Um sorriso agregador de amor e solidariedade
Dentre tantas pessoas que conheci nesses mais de
meio século, tem uma pessoa que me é muito cara
e estimada.
Onde estiver será lembrada com carinho, alegria e principalmente com irreverência.
Na contra mão das normas fez alguns inimigos não declarados, poucos, e quase nenhum declarado. Temperamento forte e decidida. Nunca deixou desaforo lhe tirar o sono.
A primeira imagem dessa figura inusitada quando a
vi, não sei explicar ao certo, porém, era como se a tivesse visto desde sempre. Mas, o que mais me chamou atenção era a expressão do rosto, alguma coisa ali me lembrava alguém. Uma sensação de curiosidade dominou-me. Quis saber o que havia naquele sorriso que inspirava, calma, segurança e amizade. Tempos depois com a devida proporção, à
ambas, fiz uma constatação óbvia, para mim pelo menos, o sorriso me lembrava alguém.
A imagem é perfeita em minha cabeça.
Pelo meio do matagal, um barulho acompanhado de um vulto chamou minha atenção.
A vegetação baixa, à altura da cintura, porém, com
várias árvores nativas e em abundância naquela
região, onde comprei minha primeira e única casa
até hoje, me fez percebê-la. Estava em frente ao
meu portão desprezando alguns objetos, os quais na
casa nova não seriam úteis, embora, ainda em
condições de uso.
Olhei de soslaio na direção oposta à rua e vi uma senhora próxima dos cinquenta e poucos anos, à primeira vista, boliviana. Pelo cabelo e principalmente o casaco listrado na horizontal, mais ou menos dez centímetros cada listra em cores variadas.
Vinha com os braços cruzados e segurando as
laterais do casaco com as mãos, se protegendo do
vento, que àquela hora era um tanto frio.

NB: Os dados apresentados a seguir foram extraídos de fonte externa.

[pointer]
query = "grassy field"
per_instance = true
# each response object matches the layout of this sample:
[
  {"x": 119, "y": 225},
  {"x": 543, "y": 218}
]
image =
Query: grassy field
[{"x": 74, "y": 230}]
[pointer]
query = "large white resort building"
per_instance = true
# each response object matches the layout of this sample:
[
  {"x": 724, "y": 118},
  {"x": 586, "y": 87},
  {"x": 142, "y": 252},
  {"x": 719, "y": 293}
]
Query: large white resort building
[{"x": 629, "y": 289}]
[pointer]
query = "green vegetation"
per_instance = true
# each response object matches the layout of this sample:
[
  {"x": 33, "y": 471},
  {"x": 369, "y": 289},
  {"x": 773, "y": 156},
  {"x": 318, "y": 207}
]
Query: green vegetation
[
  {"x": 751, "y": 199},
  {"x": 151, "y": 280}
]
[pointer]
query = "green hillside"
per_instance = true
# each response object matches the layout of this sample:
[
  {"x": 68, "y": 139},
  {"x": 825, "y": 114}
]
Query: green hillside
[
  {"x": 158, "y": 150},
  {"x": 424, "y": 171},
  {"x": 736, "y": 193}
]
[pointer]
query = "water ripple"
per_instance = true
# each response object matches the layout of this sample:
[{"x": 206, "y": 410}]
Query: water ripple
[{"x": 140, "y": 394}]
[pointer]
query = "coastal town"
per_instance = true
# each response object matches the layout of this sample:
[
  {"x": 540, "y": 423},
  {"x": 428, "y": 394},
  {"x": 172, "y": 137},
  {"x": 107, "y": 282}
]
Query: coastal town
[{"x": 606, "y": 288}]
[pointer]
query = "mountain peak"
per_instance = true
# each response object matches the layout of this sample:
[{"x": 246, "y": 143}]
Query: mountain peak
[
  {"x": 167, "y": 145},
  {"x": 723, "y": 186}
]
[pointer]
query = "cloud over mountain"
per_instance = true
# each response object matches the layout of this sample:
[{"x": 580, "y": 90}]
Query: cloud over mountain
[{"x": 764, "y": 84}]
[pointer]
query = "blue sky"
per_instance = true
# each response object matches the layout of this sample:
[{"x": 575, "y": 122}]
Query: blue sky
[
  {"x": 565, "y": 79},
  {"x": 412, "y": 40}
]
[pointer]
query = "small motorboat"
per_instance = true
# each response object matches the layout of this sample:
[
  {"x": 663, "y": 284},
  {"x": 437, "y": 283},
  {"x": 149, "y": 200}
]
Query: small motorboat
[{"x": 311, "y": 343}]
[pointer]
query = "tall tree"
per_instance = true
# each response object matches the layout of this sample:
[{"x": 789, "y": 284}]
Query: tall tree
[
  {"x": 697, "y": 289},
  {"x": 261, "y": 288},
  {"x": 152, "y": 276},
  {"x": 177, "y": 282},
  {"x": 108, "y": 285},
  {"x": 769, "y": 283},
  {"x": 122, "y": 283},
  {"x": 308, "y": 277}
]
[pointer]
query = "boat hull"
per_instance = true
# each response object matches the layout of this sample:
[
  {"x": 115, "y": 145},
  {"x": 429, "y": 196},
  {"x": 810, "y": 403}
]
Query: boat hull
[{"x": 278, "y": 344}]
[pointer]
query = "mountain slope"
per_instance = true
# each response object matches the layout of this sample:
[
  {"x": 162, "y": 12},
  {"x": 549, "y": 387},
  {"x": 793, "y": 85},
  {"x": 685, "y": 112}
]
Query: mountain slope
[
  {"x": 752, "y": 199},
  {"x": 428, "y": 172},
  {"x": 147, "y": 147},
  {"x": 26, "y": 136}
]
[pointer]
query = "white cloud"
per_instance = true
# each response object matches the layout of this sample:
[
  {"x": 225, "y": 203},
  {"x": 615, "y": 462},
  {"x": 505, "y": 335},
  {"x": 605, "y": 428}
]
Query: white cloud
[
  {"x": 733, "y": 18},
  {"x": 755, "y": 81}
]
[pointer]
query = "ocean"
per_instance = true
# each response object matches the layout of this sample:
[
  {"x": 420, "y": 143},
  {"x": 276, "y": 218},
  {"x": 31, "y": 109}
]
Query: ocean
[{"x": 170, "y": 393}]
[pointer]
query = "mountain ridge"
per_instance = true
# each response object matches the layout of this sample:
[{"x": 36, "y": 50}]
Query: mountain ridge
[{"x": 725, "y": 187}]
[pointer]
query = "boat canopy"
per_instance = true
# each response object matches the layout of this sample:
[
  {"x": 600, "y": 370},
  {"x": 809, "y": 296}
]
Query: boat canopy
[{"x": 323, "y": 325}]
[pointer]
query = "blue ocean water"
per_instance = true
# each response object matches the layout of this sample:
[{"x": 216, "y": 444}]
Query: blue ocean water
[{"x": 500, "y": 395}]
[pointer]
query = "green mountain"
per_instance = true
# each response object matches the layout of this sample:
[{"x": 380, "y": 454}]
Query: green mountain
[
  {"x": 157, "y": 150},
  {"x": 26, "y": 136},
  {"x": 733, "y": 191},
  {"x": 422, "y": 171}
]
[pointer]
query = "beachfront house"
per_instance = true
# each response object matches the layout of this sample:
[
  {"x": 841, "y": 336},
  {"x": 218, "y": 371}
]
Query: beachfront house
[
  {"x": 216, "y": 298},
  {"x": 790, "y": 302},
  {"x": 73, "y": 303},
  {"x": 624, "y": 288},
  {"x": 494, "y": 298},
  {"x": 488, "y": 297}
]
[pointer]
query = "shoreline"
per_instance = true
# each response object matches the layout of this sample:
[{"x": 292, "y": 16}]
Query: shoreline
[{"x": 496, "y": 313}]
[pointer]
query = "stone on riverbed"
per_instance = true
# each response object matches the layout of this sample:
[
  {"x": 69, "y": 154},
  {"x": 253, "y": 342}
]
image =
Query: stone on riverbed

Reparei que pela velocidade, direção e expressão,
ela vinha ter comigo. Ainda de lado e separando
objetos na calçada para facilitar o trabalho do
caminhão da coleta, ela me alcançou. Primeiro com
o sorriso que mesmo antes de atravessar a rua me cativou. Aquele sorriso ficou marcado. Como disse,
me lembrava alguém. Mas quem? – Você vai jogar isso tudo fora? Posso pegar estes? Apontando para alguns objetos. Apontando para alguns objetos. Mais
tarde vim entender o motivo do pedido. Havia nela uma preocupação com as coisas que se podia fazer de bom ou reaproveita-las em utilidade para alguém. Em sua maneira de pensar, tudo poderia ser aproveitado, de fato. É a famosa Lei de Lavoisier. Senti logo que aquele não seria um encontro fortuito. Estava certo que nos encontraríamos novamente.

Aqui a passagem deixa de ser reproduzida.